On their website, Lilith Fund has a letter from a client, Melissa, who was at one time a patient of Dr. Ingrid Skop, an anti-abortion doctor who has claimed that children as young as nine can safely give birth. Melissa ended up seeing another doctor and realized while watching hearings about Dr. Skop’s background. “After hearing your testimony, and learning you run crisis pregnancy centers, or anti-abortion fake clinics, I thank my lucky stars you played zero part in my pregnancy journey,” she writes.
Maleeha also has a familiarity with Dr. Skop, who was recently named to a maternal mortality committee in Texas. She testified at the same congressional hearing as Dr. Skop in 2021. Maleeha would end up switching seats with Dr. Ghazalah Moayedi, who was also testifying, because of her anger and frustration at Dr. Skop’s role in perpetuating anti-abortion centers in the state (among many other actions).

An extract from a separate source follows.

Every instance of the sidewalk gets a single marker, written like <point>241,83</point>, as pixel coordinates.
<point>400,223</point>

TEA Fund has created a whole campaign spearheaded around anti-abortion centers. The My Choice: Not a Crisis campaign will simultaneously tell the stories of people harmed by anti-abortion centers while also working towards dismantling their power in a state like Texas.
Even being in a state with a near-total abortion ban, Maleeha doesn’t feel like the work of organizations like TEA Fund has changed. And the work is even more necessary. “If anything [anti-abortion centers] are more emboldened because they are the [often] the only place people go to now with that factual misinformation.”
Maleeha recently learned of a woman who believed she was making an appointment at a clinic in New Mexico for an abortion. Despite financial hardships, she traveled hundreds of miles only to learn when she arrived that the “clinic” was actually an anti-abortion center.
It took Maleeha back to her own experience. “I can’t imagine how angry I would be if that happened to me.”